I’m not even putting pictures here; it’s too gloomy.
I have always described my house to first-time visitors as ‘the one with all the plants’. This has been true but, until this year, they have mostly been largish shrubs and perennial thugs: Japanese anemones, hardy geraniums, evening primroses, escallonia and winter Jasmine. More delicate plants came, and often went. Watering was a pain and consequently the plants at the front had to survive on less water and less food, less often than their counterparts in the back garden. Those in pots often objected.
This year all that changed with the arrival of The Tap. I have sung its praises before but it’s only now that I am realising the full potential for the front garden. I have just given the garden (front and back) its autumn tidy. Most annuals that haven’t done well so far won’t do anything now and the pots need to be made ready for next spring with bulbs and wallflowers. Doing it I realised how well everything in the front garden has done and, perhaps more importantly, that I can now plant almost anything I like there. This is useful as it faces west and has (by my standards) a largish flower bed which is not used to its best at the moment. There was a hebe which overreached itself and had to be cut down (cuttings are growing well in pots so, in theory, I could repeat the cycle). At present the bed contains a large pink, elderly but brilliant rose at one end, an evening primrose and an enthusiastic pink hardy geranium which has taken over the space and flowered all summer but could happily breathe in a bit.

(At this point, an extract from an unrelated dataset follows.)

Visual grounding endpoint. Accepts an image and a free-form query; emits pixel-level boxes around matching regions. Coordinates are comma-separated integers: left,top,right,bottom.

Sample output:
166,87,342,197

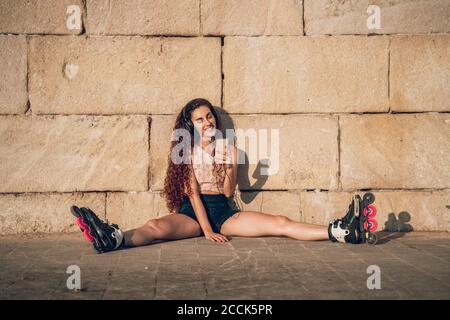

I’ve moved some pots from the back and have repotted a Chinese foxglove and some English ones into nicer (new) pots and put them by the front door. I shall also plant more roses: a climber by the door and another shrub in the flower bed. The tap has meant that I’ve gained about a third more practical planting space.
The back garden gives me seclusion but the front provides a beautiful, ever-changing screen between me and the outside world. The table in the bay window is my default place for doing most things and it now looks onto a wonderful plant-filled world. In particular a growing (in both senses) collection of grasses. All cats eat grass occasionally – ideally plain grass. Mine favours ornamental cultivars and last year she kept a previously-flourishing Imperator rubra down to a neat 1 ½ inches. In spring I divided it into two pots and put them onto the front window sill where they grew to a much happier 18 or so inches and glowed brilliantly when the sun shone on them. A fescue (Festuca glauca ‘Elijah Blue’) sits beside them like a blue hedgehog and screening the next part of the bay is a wafty Pennisetum ‘Fireworks’ and a delightfully stripey Miscanthus ‘Zebrinus’. I’ve just planted camassias (C. quamash) which I hope will complete the screen next summer. For years I never understood why people liked grasses, now I am completely seduced by their gentle charms.
Working in the front garden is pleasantly sociable. People smile as they walk past and often say how much they enjoy walking past my house. Yesterday a teenage boy stopped. I assumed he was going to ask directions or the time but no, he simply said how much he liked my garden. I could not have been more pleased. For a short amount of a builder’s time and a few pounds my garden is transformed. Before we tell everyone not to pave over their front gardens we should, perhaps, suggest that they install a tap.